Researchers at the London School of Economics have cast new light on the mystery that has puzzled politicians and educationists for the past year: why are English children performing markedly better at science than maths?
The findings of their international study will strengthen speculation that the conundrum can be partially solved by calculating the amount of time that is devoted to each subject - and by scrutinising the range of maths and science topics that the national curriculum covers.
A team at the LSE's Centre for Educational Research discovered that the English and Welsh allocated less time to maths than every other country in their study - Austria, Belgium, Finland, France, Italy, Luxembourg and Portugal. In England and Wales, 11 to 16-year-olds are expected to spend between 2.5 and 3 hours a week on maths. In France and Luxembourg, the timetable allows for 3-4 hours of maths and in Austria and Belgium (Flemish), 3-5 hours.
The English and Welsh spend more time on science (2.5-5 hours) than several of the other countries.

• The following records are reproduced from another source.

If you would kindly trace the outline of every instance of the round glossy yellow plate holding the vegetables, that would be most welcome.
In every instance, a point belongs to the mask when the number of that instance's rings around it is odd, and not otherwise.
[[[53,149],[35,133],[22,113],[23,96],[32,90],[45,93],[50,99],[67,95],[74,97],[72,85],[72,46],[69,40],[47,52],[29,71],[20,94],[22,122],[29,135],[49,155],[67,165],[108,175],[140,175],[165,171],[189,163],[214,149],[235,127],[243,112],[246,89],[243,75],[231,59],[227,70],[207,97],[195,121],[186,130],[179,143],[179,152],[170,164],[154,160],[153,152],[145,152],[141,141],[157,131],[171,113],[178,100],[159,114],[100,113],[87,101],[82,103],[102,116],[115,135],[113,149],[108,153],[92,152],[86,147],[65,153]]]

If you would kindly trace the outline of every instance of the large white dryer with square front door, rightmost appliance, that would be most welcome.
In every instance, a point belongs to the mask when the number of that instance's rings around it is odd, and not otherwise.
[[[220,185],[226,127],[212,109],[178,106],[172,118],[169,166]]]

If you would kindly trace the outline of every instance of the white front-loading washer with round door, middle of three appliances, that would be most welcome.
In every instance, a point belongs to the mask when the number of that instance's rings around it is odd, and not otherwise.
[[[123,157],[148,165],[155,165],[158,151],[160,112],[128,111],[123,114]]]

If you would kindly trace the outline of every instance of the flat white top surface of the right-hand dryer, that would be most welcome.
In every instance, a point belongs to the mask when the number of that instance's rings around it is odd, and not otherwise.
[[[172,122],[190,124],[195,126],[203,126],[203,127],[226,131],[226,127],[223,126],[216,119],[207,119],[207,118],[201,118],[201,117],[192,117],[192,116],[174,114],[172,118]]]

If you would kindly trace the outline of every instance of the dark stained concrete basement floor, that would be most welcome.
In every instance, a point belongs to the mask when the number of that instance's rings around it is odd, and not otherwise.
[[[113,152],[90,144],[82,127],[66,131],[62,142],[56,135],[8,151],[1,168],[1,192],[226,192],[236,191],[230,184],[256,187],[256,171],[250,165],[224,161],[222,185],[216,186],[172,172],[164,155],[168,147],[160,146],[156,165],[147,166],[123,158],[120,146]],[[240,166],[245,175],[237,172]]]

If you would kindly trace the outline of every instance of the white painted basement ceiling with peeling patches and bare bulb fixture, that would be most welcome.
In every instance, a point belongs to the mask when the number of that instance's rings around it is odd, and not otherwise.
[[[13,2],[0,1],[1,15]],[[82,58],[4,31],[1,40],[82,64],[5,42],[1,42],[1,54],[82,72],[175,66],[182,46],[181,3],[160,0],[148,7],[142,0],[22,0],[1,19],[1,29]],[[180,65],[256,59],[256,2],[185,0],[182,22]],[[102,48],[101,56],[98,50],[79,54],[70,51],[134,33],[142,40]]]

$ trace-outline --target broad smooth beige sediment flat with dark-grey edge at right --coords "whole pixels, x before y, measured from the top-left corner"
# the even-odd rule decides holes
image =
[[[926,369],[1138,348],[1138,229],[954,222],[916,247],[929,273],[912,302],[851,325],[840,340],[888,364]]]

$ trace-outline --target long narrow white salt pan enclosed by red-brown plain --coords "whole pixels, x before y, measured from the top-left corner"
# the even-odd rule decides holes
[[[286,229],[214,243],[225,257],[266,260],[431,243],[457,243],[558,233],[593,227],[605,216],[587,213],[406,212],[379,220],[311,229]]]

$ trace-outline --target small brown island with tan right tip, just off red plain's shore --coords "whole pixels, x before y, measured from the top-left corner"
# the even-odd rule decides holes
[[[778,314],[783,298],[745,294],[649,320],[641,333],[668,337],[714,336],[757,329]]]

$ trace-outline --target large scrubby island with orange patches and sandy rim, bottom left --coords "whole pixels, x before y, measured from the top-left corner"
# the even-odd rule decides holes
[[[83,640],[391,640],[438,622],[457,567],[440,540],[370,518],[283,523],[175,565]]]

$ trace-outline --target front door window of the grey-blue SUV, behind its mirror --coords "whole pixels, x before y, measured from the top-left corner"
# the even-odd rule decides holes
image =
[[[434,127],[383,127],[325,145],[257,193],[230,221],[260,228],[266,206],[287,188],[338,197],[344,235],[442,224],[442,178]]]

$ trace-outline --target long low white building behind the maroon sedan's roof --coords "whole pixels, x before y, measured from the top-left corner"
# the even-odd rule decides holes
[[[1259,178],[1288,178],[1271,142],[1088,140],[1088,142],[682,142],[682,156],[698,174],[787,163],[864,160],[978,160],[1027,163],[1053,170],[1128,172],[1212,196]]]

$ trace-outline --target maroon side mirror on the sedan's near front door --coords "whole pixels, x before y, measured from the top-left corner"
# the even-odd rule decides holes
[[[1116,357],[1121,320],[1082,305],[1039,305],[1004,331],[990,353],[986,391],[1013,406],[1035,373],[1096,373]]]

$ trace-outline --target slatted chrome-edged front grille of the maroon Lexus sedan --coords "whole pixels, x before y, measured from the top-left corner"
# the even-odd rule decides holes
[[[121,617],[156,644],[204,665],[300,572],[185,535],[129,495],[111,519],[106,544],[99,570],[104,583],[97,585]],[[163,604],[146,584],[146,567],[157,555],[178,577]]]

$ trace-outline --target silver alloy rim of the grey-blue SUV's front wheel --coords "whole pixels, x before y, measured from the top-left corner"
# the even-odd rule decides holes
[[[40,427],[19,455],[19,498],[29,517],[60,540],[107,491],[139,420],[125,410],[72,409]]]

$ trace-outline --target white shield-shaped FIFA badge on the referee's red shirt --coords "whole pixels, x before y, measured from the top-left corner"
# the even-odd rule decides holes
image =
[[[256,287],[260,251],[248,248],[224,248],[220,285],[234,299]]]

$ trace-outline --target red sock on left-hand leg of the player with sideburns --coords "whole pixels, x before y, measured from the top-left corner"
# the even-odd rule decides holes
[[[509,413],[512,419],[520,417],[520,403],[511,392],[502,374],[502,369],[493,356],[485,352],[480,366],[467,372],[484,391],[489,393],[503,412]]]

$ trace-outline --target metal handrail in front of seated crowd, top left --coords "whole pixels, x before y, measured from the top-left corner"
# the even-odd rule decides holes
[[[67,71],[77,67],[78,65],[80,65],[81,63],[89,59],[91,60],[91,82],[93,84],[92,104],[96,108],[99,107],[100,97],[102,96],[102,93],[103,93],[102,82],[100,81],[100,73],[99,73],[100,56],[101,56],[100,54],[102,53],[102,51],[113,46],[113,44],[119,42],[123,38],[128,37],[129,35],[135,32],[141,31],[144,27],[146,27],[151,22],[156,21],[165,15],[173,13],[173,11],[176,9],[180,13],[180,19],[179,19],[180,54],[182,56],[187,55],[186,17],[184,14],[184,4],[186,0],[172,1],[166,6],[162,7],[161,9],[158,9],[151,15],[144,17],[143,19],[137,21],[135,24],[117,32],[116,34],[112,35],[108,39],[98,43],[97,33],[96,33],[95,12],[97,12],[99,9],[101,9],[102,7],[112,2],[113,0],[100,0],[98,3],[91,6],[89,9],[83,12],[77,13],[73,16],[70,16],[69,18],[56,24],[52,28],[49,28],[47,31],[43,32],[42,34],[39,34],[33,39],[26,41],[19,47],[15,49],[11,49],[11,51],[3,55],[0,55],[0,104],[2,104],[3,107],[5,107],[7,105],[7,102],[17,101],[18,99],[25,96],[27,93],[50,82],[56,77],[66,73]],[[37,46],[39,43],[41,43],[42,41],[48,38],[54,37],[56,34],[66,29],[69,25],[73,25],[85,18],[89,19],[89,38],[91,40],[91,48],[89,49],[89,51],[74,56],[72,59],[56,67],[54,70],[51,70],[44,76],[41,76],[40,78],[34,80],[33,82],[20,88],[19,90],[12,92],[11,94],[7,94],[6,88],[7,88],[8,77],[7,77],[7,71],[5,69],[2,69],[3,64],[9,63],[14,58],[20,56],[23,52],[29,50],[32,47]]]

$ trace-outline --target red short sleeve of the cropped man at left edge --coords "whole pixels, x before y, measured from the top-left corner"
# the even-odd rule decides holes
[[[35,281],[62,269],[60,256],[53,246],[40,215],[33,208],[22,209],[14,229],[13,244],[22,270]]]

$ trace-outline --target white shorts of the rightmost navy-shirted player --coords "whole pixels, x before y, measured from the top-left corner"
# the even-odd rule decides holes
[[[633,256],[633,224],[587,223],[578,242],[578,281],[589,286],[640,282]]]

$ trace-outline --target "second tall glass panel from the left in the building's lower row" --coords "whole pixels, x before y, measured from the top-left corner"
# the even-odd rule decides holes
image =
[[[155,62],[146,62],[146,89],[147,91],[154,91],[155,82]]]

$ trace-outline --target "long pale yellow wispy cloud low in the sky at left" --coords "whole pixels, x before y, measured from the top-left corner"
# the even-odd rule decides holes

In France, the recommended time allocation is 1.5-3. 5 hours and in Luxembourg, only 1-2 hours. In Austria and Belgium (Flemish), science is allocated 3-6 hours.
The LSE research, which was funded by the European Commission, follows a series of reports generated by the 41-country Third International Maths and Science Study carried out in 1995. They showed that English children had done relatively well in written science tests at nine and 13 but were below the international average in maths. The recent news that English 13-year-olds had done much better in the applied maths and science TIMSS tests provided some consolation, but there is continuing anxiety about maths standards.
This new LSE study has confirmed that the English and Welsh maths curriculum is very broad - particularly in comparison with France, which outscored England in the written TIMSS maths tests. Geometry, functions, relations and equations are heavily emphasised in France whereas a much wider range of topics is examined in England. In fact none of the other countries attempts to cover so much maths territory as the United Kingdom.
In the sciences, the curriculum content is also much broader in England and Wales than in virtually any other country. Only biology is taught in the first stage of lower secondary education in several countries, with physics and chemistry being introduced later.
Dr Anne West, director of the LSE's educational research centre, emphasised that there were no simple explanations for England's inconsistent performance in science and maths. "Nevertheless, in our view, these findings provide valuable information that can offer some clues as to the relative performance of English pupils in TIMSS," she said.
"The different amounts of time devoted to the two subjects may be significant. It is also possible that our broader maths and science curricula have had an impact. The TIMSS tests may be better matched to our science curriculum than the maths that our schools teach."
"Quality and assessment in secondary education: an exploration of curricula and examinations, Year 1", by Anne West, Ann Edge and Eleanor Stokes, Centre for Educational Research, LSE.